I'm working on an RTF parser and having some difficulty handling unicode.
The RTF spec states that "Unicode values greater than 32767 must be expressed as negative numbers" (http://www.biblioscape.com/rtf15_spec.htm#Heading9), and to get the unicode numerical value we add 65536 to those negative numbers.
I was testing that scenario by setting up a document with unicode character 32767 and 32768. Word (v2011 on Mac) produces the following RTF syntax for those 2 characters:
\u32767\'5f\loch\af556\hich\af31506\dbch\f556 \uc2\u-32768\'97\'73
For the second one, -32768+65536 is 32768 as expected. So the \uNNNN commands make sense.
My problem is with the text escape sequences, like the \'97\'73 at the end. I don't understand why that's there. I could code my parser to ignore commands that are chained onto the end of a \uNNNN command like that. But I compared with the RTF output of TextEdit, and it only outputs the text escape sequences:
\uc0\u32767 \'97\'73
It seems like that's trying to be a double byte unicode escape sequence. And that kind of \' text escape is in hexadecimal. But 0x9773 is 38771, not 32768, so I don't understand how I can extract the desired unicode value from that data. Any ideas?

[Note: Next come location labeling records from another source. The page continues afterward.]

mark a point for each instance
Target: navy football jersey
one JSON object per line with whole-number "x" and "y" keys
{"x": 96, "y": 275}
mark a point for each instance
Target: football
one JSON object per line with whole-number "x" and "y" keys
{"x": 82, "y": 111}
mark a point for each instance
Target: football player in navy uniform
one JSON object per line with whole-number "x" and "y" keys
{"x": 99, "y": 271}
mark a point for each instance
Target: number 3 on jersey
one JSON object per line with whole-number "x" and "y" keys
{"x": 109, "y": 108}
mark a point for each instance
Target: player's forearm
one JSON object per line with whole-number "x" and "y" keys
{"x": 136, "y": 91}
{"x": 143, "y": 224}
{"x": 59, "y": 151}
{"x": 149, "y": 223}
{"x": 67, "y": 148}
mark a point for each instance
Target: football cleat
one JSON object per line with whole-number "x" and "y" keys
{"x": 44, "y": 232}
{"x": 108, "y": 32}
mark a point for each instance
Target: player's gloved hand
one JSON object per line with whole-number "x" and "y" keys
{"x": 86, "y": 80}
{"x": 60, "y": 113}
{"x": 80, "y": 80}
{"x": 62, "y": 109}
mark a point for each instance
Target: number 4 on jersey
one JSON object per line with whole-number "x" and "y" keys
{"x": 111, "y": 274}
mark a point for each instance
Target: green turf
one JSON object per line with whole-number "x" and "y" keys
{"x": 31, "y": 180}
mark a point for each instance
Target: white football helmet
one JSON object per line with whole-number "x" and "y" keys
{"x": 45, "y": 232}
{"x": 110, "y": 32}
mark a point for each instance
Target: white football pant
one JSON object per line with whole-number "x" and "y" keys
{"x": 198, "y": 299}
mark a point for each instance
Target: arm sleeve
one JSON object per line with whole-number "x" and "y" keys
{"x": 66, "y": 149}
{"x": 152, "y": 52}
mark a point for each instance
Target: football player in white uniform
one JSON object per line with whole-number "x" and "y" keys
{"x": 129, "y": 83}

Update: I ran some further tests to look at how TextEdit handles character codes 32767 - 32777. They look like this in RTF:
\u32767
\'97\'73
\'98\'56
\u32770
\'8d\'6c
\'e3\'cc
\'8e\'d2
\'e3\'cb
\u32775
\u32776
\'c2\'56
This RTF will load properly in both TextEdit and Word, so clearly it's valid. I just don't see a pattern here.